I believe that Linux and OpenSource overall has more continuity than
proprietary software. Companies come and die, but source kept in the
worldwide CVS tree of Linux and GPL projects remain open forever. So
far, Linux is the largest collaborative effort human civilization has
ever seen.
Typically innovation starts in the OpenSource, not at a proprietary
organization (ever seen a poor programmer trying to be smart under his
boss? with tight deadlines of crappy management induced projects like
supporting dying Windows OS? :-). The next lifecycle is when a
proprietary organization picks up a bright idea and invests into it,
advertises it. Some OpenSource projects managed to become wide known
even w/o any ads: Gimp, perfect replacement for Adobe Photoshop,
MySQL: excellent free replacement to Oracle or Microsoft SQL 2000,
Blender: 3d package, Samba, great replacement for Windows filesharing,
WINS etc... to name a few.

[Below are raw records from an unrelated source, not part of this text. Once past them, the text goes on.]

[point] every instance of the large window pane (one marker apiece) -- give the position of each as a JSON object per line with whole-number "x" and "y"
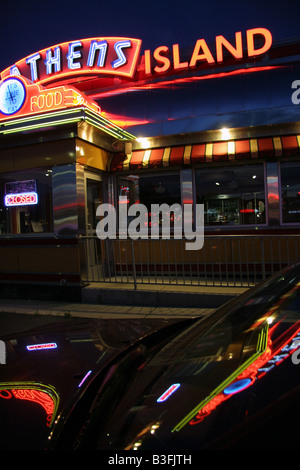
{"x": 151, "y": 189}
{"x": 290, "y": 192}
{"x": 20, "y": 210}
{"x": 232, "y": 195}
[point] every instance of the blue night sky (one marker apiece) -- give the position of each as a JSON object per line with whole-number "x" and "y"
{"x": 27, "y": 27}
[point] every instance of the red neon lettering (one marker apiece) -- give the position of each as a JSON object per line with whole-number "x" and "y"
{"x": 46, "y": 101}
{"x": 250, "y": 41}
{"x": 237, "y": 51}
{"x": 205, "y": 55}
{"x": 176, "y": 59}
{"x": 165, "y": 61}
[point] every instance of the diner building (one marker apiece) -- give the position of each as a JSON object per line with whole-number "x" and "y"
{"x": 102, "y": 121}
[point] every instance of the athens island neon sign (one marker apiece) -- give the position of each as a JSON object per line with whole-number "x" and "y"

The next lifecycle starts when the company
dies. And I don't want my digital archive to be in Word documents or
Excels then :-) I want them to survive and be supported further,
without the dead company behind them.
Move on. Linux.
"Michael Giagnocavo [MVP]" <mg*******@Atrevido.net> wrote in message news:<#S*************@TK2MSFTNGP11.phx.gbl>...
- Linux runs .NET :-) Reverse engineers in less than a year. That's
the power of the OpenSource!
Reverse engineers? Huh? Microsoft made it a ECMA standard so groups like
Mono had a wonderful spec to work from. Have an open source team do
something like .NET from scratch? THAT'd be something to see.